Out in the bowl and throughout the concourse levels, Scott Simpson, executive producer of JungleVision Productions, relates that the renewed audio system’s RCF loudspeakers differ from their predecessors in terms of balance and overall coverage. “The expanded coverage in the facility is outstanding, it’s a whole new experience for our fans. Live stadium sound is a unique animal in that hard, reflective surfaces and wide-open spaces abound. The thought that went into this design combined with the presence of the fans in the stands to help absorb unwanted reflections brings the whole system to life.
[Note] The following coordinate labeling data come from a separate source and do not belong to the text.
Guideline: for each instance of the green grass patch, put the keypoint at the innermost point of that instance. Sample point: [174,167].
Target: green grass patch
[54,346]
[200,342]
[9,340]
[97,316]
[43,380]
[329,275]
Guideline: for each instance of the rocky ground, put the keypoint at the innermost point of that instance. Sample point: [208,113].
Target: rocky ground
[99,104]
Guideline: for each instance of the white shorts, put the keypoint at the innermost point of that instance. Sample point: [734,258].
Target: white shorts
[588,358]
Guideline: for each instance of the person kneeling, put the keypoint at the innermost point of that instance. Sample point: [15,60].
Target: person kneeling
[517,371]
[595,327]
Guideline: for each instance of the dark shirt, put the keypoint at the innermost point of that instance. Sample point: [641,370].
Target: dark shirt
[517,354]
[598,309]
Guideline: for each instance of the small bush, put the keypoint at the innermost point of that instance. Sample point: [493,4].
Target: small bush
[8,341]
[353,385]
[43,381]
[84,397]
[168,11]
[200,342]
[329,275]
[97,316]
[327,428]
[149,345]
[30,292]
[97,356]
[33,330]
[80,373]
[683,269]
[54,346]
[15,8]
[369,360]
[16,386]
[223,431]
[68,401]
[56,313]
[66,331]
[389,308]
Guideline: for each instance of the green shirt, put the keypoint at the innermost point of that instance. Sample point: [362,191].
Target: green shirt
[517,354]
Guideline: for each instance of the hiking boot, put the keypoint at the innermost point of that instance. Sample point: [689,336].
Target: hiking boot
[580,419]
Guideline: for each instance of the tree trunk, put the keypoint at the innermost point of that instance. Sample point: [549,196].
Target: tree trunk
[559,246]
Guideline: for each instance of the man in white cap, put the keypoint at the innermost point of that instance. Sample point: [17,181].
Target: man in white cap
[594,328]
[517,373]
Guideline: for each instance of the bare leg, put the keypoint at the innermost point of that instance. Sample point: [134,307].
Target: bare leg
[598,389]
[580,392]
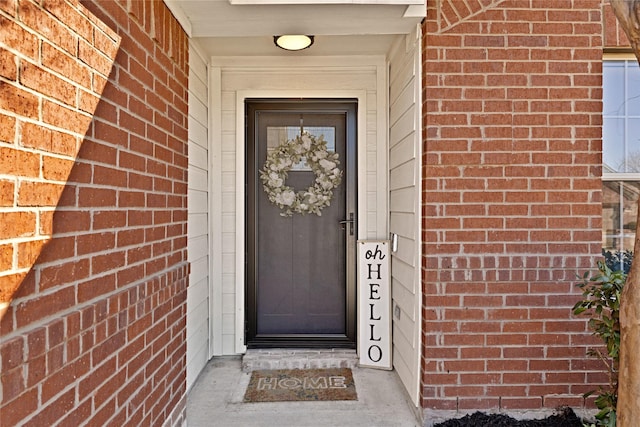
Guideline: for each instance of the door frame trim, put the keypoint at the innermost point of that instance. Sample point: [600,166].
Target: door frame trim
[241,218]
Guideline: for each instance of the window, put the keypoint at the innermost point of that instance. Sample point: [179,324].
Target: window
[620,154]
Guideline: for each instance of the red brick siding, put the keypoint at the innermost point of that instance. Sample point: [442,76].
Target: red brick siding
[45,108]
[96,331]
[614,36]
[511,179]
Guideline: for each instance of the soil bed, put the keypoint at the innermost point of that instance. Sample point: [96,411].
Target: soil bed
[565,417]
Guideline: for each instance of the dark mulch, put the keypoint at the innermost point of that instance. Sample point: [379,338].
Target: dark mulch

Paul Brown Stadium can now continue to classify itself as one of the truly great sounding venues on the planet.”
As for how the stadium sounds now from John’s perspective, he has this to say: “When we debuted the system the crowd may have been small, but it was very enthusiastic. We were all tickled to death with how it sounded. It had punch, and nothing was compressed to death. The linearity was great and evoked emotion—a pure presence that moved and excited everyone. OK, I’m an analog guy, but that’s hard to get out of a digital product. It additionally has dynamics that make it one of the better systems in the NFL. We could never have done this with line arrays, and given the history, this all should last another 20 years or more.”
Led by CEO Arturo Vicari, the RCF team working in Italy was dedicated to getting the enclosures designed, built, and delivered to Paul Brown Stadium on time. “All of us here and in Italy felt this project was vital as a boost to everyone’s morale,” said RCF USA National Sales Manager Tarik Solangi. “With added precautions made to keep everyone safe on the job, the factory churned out the work and kept our delivery promises. Beyond the virus, our biggest challenge was fitting our products into the exacting requirements dictated by the stadium.”
For CEO Vicari the project represents a milestone in that it brings RCF’s signature sound to one of the most prominent sporting facilities in the US. “All things considered,” he confided, “it was a considerable challenge for us given the complications created by the pandemic. Credit really is due to all the teams on both sides of the Atlantic that nonetheless executed the task with flawless organization and coordination. The project was an ambitious one even when viewed through the lens of a pre-COVID-19 world. Accomplishing it decisively and on schedule within the context of today’s difficulties is testament to the efforts of everyone involved.”